Stories from the War

On Saturday we went to a friend's birthday party in Blackheath. Upon arriving we were handed a bunch of sweets and some twine and ordered to "Tie them to the tree in the garden!" We assumed we'd have only one tree to choose from, as this would be the case in our typical tiny garden. But when we went down the stairs and out through a dark scary passage we found ourselves in the hugest garden in all of London (maybe not really) where our hostess's mother, Esme, was outdoors tending the disposable barbecues whilst drinking some whine and smoking a cigarette.
Jeremy and I got to talking to Esme as we tied sweets to multiple trees and flowering vines and even a random knife stuck in the garden wall (we chose not to ask how it got there) and she told us about living in Brixton immediately after the war when she was small and how they used to play cricket in bombed out buildings and how it seemed like the most magical place in the world to her. She asked us if any of our relatives were involved in the war and I told her how my grandfather and three of his brothers joined up on the same day and a recruiter went down the line of them pointing to each saying "Army, Air Force, Navy, Marines!" And they each went their separate ways.

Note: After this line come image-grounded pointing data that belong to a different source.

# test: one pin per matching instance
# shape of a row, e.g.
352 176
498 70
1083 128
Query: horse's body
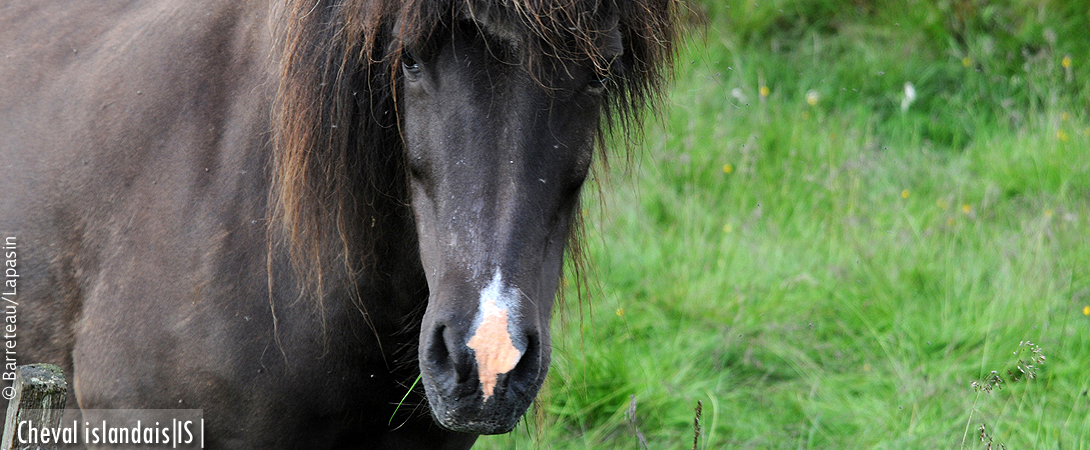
173 252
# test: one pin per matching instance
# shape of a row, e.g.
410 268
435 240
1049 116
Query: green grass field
823 263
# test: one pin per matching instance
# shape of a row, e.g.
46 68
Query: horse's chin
469 412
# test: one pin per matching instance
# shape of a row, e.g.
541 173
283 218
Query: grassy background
822 263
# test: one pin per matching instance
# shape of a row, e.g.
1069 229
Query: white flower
738 95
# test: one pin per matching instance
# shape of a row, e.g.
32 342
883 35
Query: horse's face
497 157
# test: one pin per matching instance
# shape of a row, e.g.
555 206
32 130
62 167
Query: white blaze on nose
492 342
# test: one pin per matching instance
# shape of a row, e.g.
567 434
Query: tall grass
823 263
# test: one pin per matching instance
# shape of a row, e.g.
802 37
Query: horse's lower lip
462 409
461 421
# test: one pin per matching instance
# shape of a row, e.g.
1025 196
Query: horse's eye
409 64
597 86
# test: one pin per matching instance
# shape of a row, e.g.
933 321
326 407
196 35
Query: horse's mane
337 144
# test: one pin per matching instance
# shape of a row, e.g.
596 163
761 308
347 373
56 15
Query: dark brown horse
283 214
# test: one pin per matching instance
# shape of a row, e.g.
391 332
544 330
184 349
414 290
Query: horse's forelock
335 110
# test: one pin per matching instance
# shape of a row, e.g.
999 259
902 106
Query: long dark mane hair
337 145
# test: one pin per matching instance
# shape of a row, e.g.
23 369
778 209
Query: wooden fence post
39 394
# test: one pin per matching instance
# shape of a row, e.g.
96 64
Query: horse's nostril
530 364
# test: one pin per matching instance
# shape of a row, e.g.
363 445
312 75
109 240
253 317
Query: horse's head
497 148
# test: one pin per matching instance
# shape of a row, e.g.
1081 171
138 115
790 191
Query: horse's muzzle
481 377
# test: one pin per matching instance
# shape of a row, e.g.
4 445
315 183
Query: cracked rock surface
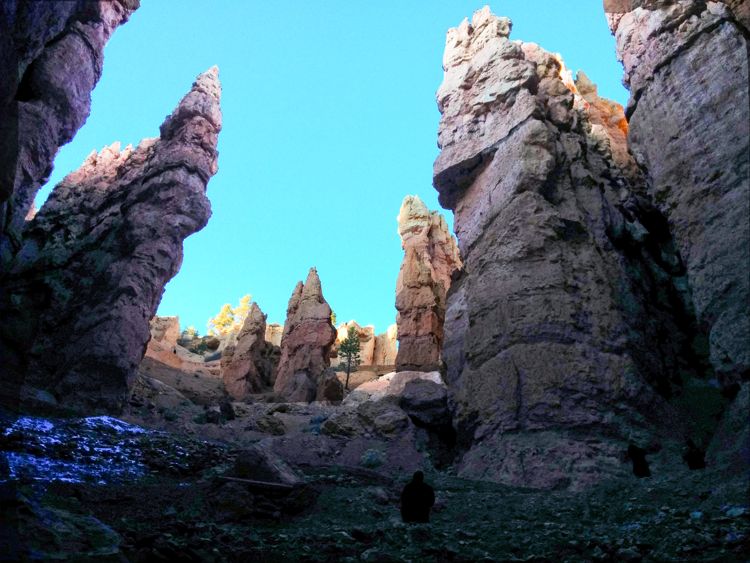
560 334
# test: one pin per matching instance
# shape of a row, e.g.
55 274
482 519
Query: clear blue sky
329 121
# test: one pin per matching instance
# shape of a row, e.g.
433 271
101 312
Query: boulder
96 257
687 67
162 346
426 403
306 343
430 258
244 368
259 463
390 384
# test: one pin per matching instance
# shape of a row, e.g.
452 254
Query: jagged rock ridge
430 258
306 343
51 56
247 365
96 257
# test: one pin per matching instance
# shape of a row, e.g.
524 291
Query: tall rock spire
687 65
552 324
97 255
430 258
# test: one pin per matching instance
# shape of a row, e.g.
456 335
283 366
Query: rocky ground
102 489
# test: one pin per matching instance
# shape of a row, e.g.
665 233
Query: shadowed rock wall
560 328
51 56
686 64
79 294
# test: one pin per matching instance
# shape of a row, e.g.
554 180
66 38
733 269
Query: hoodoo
95 259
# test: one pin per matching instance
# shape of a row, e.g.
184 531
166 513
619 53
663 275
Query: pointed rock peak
255 312
464 41
203 100
413 217
313 288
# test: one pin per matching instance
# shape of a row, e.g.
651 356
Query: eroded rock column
246 365
430 258
306 343
96 257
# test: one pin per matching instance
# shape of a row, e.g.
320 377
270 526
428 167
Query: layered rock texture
570 311
90 273
430 258
306 343
686 64
247 365
51 56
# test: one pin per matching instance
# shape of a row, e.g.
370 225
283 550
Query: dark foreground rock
560 338
687 65
181 510
51 57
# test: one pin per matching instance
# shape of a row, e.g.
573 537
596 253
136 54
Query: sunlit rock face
306 343
686 64
162 346
247 364
560 325
274 331
51 56
96 257
430 258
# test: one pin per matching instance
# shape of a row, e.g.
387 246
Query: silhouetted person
416 500
638 457
694 456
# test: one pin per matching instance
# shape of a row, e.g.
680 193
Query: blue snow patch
99 449
108 422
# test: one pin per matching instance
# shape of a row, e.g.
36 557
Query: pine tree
240 312
230 319
349 353
222 323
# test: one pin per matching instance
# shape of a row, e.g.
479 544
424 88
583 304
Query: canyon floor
155 488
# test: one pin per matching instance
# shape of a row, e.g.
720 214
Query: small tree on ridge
349 353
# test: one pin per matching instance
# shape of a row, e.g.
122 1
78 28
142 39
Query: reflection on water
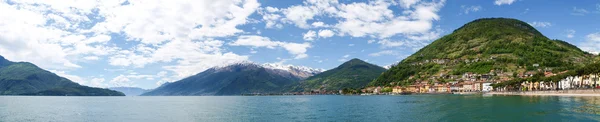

Jeremy said that his grandfather was an army dentist but never left the US and then explained how just his Bubbie and her sister and their cousins Paula and Joe made it out of Austria and the rest of the family died. And Esme told us how she and her siblings were evacuated from London at the start of the war and that most children were sent by themselves with their names and addresses and all pertinent information pinned to their jackets but her mother refused to leave her children. So they left her father in the city where he helped care for horses, and they all shipped out to the country where they lived on the edges of a grand estate with all the others who'd been evacuated, including lots of Jewish German children who'd been sent out of Germany just in time.

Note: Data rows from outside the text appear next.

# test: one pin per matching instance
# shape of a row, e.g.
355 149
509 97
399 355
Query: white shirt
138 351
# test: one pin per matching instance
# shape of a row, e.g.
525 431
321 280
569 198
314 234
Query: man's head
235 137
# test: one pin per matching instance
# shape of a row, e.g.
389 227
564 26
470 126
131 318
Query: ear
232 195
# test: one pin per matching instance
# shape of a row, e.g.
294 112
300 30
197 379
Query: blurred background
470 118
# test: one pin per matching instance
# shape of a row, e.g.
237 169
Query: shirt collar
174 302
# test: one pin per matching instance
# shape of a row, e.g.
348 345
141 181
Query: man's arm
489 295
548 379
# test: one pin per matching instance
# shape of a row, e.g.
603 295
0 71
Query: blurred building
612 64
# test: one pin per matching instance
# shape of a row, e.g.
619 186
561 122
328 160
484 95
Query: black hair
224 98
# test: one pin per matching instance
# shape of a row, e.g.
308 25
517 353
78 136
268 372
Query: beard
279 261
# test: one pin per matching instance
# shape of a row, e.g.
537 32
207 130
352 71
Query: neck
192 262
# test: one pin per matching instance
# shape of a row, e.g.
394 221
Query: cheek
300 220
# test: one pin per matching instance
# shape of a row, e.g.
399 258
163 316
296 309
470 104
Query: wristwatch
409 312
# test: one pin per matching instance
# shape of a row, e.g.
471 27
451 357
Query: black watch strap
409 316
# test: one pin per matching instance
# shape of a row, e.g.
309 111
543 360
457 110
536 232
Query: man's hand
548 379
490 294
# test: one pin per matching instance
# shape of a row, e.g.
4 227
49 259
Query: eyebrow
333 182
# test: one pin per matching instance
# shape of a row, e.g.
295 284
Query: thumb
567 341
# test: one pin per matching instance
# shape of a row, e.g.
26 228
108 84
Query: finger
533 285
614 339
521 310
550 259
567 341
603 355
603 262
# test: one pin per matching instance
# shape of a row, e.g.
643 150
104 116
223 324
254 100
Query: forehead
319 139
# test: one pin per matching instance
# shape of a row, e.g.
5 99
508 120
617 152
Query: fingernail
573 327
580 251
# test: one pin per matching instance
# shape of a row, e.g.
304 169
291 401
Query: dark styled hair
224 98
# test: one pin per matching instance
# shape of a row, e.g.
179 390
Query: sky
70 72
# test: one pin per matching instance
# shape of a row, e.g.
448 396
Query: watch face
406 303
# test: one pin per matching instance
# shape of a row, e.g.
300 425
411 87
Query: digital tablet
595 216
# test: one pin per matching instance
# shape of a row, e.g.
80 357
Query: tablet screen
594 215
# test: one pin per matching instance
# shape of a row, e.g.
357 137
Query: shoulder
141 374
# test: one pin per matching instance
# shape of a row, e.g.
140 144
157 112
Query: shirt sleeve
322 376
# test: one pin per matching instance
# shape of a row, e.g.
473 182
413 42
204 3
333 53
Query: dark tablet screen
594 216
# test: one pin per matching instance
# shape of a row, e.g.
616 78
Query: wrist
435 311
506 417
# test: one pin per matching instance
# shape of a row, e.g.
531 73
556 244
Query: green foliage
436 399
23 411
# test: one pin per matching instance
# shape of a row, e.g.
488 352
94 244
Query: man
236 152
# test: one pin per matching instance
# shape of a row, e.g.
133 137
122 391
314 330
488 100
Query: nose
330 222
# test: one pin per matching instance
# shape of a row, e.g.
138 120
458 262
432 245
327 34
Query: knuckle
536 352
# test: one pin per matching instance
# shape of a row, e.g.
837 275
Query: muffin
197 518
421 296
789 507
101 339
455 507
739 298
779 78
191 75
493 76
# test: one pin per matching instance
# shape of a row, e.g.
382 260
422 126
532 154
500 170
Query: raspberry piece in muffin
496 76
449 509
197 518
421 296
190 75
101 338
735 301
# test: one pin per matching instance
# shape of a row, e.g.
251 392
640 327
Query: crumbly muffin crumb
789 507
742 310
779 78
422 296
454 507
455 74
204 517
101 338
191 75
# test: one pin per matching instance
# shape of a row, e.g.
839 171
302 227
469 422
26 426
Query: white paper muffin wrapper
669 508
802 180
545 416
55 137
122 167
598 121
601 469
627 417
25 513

One of these German Jewish children was a little boy named Nathanial and at age 5 he was Esme's first love. One day the 2 of them walked together to the vicarage garden and he picked her as many flowers as he could and filled up her doll pram with blossoms then the two of them walked into town arm in arm together where the vicar shouted at Nathanial for stealing the flowers. Esme said that as it happened all she could think was "Why are they yelling at him? He's just done the most wonderful thing!"
I think that this is possibly the best story I have heard in a very long time. Possibly ever.